New Delhi/London– 8 September 2014: Eaton Towers, a leading independent telecoms tower company in Africa, and Bharti Airtel (“Airtel”), a leading global telecommunications services provider with operations in 20 countries across Asia and Africa,today announced an agreement for the acquisition of over 3500 telecoms towers by Eaton Towersfrom Airtel.


- Eaton Towers to acquire over 3500 towers in 6 countries across Africa,with Airtel having a 10-year lease contract

- Eaton Towers currently owns and operates towers in Ghana, Uganda and South Africa; this expands coverage in Africa to 7 countries with over 5000 towers

-Follows Airtel’s and Eaton Towers’ strategies to drive cost efficiencies throughout the industry via the use of shared passive infrastructure

For Eaton Towers, the acquisition is a major step towards the scale needed to provide shared telecoms infrastructure solutions, with its customers benefiting from lower operating costs, expanded network coverage and capacity and improved quality of service.

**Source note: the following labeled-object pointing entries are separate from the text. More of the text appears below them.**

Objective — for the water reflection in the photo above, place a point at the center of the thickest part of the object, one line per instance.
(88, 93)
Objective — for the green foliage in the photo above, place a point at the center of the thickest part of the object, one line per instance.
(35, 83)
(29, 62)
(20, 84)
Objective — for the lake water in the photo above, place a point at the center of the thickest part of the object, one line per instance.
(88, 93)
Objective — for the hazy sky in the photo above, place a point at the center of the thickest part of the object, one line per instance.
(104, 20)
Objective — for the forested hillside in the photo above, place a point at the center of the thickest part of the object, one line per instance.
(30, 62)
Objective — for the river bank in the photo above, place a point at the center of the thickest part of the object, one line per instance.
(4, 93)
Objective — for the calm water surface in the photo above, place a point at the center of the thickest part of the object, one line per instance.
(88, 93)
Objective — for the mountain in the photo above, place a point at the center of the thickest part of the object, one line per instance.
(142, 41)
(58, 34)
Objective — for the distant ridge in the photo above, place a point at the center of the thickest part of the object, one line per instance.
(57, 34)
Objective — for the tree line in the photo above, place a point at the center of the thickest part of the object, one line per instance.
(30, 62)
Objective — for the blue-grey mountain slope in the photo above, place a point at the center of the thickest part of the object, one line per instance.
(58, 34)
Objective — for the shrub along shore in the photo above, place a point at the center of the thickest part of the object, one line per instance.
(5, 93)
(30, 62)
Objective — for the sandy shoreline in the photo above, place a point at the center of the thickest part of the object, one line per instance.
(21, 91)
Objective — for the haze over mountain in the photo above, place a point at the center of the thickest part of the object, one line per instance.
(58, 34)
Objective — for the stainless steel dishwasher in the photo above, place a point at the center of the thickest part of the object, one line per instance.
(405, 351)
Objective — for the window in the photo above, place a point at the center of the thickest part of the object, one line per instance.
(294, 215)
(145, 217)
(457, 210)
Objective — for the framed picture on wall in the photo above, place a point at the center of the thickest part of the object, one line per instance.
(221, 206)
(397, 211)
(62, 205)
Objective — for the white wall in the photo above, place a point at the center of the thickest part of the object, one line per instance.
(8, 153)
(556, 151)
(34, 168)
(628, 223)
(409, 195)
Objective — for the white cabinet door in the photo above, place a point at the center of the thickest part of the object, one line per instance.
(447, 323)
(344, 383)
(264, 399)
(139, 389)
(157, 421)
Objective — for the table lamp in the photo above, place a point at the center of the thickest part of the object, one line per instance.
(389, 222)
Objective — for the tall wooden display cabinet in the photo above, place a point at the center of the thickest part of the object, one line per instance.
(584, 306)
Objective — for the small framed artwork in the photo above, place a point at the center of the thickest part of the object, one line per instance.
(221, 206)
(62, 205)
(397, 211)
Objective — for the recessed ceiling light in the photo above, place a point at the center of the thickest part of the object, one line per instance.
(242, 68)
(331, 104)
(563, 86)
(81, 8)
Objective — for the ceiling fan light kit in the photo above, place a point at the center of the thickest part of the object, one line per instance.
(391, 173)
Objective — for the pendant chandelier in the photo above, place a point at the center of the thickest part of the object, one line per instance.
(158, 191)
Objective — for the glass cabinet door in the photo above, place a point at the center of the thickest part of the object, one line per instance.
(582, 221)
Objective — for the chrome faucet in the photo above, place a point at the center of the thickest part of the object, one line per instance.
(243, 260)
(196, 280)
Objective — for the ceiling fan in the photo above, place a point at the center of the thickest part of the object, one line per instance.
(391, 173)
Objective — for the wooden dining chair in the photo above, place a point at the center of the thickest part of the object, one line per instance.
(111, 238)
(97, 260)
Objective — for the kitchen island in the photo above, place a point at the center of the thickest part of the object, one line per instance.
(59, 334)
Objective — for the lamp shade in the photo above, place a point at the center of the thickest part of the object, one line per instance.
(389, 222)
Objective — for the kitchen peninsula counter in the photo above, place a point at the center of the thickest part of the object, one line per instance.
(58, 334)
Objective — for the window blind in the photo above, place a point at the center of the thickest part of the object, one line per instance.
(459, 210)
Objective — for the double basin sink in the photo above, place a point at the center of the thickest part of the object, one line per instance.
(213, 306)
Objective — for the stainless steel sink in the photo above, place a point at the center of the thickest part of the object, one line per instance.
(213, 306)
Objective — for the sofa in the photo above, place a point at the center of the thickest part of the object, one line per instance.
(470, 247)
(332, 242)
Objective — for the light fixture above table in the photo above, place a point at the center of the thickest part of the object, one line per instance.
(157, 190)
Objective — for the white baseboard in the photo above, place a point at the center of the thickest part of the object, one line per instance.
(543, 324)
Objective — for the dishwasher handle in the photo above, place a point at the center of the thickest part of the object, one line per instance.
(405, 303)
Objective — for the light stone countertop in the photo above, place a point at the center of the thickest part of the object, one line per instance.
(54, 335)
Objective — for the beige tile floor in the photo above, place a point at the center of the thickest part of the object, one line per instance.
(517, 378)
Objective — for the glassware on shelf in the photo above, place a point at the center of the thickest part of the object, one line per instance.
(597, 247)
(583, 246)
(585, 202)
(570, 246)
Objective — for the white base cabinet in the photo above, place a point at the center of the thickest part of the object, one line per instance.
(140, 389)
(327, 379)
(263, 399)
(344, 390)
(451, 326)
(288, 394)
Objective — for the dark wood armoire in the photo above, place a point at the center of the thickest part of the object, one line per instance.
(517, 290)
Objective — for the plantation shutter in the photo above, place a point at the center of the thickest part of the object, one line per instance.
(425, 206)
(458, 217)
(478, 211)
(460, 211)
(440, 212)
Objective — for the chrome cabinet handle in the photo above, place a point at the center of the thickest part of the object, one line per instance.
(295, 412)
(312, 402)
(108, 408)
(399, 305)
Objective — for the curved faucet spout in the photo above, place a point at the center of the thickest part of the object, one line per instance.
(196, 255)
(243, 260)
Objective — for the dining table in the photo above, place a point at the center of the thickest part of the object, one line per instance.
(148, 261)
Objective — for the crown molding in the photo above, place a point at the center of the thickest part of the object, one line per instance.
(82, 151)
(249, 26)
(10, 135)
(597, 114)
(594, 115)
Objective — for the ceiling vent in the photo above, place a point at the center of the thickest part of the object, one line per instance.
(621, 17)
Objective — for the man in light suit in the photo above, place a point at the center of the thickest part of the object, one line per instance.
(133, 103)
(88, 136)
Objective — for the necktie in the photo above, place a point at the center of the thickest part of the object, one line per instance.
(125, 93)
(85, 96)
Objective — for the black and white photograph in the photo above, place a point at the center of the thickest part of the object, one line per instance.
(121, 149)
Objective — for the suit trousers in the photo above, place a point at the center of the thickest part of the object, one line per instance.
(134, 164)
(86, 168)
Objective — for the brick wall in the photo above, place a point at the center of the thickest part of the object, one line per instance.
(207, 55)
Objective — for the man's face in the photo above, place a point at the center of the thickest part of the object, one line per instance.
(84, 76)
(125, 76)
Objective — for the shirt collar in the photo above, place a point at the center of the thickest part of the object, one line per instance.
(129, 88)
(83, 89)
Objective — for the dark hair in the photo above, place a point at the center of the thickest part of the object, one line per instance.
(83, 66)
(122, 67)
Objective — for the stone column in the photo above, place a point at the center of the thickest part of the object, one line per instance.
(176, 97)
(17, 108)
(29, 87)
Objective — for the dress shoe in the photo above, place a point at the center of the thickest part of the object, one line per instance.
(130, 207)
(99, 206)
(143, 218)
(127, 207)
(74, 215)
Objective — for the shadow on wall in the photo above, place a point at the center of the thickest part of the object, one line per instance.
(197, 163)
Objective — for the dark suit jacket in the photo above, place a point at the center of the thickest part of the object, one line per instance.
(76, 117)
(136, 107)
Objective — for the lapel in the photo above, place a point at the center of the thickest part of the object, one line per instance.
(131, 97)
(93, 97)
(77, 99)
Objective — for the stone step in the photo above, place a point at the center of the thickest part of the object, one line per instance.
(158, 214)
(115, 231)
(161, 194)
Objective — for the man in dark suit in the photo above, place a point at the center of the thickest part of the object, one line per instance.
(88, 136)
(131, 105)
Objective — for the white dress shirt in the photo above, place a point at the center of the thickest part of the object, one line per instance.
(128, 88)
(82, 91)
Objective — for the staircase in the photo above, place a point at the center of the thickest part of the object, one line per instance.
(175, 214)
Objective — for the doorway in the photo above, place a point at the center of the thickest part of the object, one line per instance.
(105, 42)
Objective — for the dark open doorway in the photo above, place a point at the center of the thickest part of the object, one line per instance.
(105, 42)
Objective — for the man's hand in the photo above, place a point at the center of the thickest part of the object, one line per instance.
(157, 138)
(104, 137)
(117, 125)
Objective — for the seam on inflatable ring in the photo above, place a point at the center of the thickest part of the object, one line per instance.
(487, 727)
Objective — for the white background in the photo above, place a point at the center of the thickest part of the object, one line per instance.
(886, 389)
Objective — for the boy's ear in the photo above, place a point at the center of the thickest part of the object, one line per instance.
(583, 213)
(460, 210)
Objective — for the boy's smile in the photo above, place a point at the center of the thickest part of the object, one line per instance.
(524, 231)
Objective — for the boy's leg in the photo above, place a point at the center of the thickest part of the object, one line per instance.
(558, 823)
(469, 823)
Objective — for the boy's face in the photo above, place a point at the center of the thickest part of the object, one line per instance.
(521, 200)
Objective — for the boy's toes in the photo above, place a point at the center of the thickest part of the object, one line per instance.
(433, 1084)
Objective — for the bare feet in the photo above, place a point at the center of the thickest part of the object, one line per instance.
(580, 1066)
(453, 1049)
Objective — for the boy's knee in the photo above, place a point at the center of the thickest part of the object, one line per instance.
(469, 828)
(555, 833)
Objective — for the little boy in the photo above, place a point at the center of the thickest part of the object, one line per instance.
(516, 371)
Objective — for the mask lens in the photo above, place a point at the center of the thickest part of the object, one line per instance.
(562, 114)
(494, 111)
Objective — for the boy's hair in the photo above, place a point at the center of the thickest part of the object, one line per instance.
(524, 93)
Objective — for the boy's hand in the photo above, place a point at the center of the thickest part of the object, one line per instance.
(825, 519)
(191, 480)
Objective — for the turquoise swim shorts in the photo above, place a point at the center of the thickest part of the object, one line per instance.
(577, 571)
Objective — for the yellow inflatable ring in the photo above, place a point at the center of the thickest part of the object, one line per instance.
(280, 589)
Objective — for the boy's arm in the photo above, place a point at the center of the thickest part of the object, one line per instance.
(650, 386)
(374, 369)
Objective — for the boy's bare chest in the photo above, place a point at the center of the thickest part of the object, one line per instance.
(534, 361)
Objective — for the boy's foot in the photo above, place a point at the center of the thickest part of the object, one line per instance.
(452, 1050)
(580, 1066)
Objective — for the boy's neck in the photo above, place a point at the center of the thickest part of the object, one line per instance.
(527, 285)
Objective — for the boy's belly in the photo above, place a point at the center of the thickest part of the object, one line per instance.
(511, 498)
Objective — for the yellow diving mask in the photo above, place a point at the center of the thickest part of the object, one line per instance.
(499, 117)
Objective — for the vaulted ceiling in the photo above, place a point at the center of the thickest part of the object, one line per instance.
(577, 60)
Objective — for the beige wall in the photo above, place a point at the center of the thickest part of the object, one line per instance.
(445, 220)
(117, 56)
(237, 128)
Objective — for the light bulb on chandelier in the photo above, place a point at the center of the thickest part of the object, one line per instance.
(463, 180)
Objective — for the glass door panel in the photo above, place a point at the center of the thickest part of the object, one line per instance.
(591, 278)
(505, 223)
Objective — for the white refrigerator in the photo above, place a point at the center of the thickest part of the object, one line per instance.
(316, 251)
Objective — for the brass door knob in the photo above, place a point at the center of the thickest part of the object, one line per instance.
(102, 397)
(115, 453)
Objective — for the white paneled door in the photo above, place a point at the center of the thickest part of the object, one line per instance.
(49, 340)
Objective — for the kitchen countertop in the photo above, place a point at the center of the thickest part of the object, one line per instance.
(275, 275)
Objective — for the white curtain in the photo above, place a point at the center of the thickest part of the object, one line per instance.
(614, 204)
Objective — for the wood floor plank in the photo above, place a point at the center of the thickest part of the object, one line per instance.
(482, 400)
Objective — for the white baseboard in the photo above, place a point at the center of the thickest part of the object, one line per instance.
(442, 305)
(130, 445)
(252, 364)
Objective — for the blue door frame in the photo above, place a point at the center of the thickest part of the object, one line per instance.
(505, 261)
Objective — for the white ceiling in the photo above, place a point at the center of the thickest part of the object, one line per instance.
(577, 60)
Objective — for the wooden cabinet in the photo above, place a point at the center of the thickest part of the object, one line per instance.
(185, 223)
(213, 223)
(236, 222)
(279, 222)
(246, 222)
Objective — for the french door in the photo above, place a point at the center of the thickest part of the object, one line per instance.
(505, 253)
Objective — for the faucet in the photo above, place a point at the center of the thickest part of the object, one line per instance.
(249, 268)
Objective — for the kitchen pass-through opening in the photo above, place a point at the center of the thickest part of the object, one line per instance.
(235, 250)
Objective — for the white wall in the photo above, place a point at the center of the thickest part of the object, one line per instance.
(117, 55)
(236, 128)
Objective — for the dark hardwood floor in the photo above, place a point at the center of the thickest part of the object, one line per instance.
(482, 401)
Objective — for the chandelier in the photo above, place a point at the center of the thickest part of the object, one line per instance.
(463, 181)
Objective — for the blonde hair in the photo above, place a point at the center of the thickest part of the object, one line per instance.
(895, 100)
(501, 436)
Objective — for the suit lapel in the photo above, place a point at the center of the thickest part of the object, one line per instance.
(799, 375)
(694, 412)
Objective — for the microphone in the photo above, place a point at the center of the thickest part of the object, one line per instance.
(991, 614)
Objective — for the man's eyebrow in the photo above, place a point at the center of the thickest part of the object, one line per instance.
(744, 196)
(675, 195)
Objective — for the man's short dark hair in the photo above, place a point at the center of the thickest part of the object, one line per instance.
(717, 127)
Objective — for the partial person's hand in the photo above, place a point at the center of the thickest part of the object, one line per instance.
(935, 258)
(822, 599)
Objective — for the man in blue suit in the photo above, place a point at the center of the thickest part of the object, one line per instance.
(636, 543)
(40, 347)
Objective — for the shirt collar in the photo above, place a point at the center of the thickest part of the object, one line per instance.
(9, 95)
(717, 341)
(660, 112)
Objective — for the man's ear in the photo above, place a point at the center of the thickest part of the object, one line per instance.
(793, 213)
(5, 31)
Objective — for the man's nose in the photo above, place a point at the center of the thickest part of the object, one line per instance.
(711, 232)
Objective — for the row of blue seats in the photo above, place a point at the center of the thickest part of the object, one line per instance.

Alan Harper, CEO of Eaton Towers said: “This is a transformational deal which gives Eaton Towers the most diversified tower portfolio across Africa. We are proud to be chosen by Airtel as their key partner in these 6 countries.”

Commenting on the development, Manoj Kohli, Chairman, Bharti Airtel International Netherlands BV (BAIN), Airtel’s selling entity, said:

“We are delighted to announce this agreement, which represents the next phase of Airtel’s growth journey in Africa. We are the pioneers and strong proponents of telecoms infrastructure sharing, which results in industry-wide cost efficiencies. The agreement with Eaton Towers is an extension of this philosophy and will lead to far superior utilisation of passive infrastructure and help drive the proliferation of affordable mobile services across Africa.”

The agreements will allow For Airtel to focus on its core business and customers, enable it to deleverage through debt reduction, and will significantly reduce its on-going capital expenditure on passive infrastructure.

The agreements are subject to statutory and regulatory approvals in the respective countries.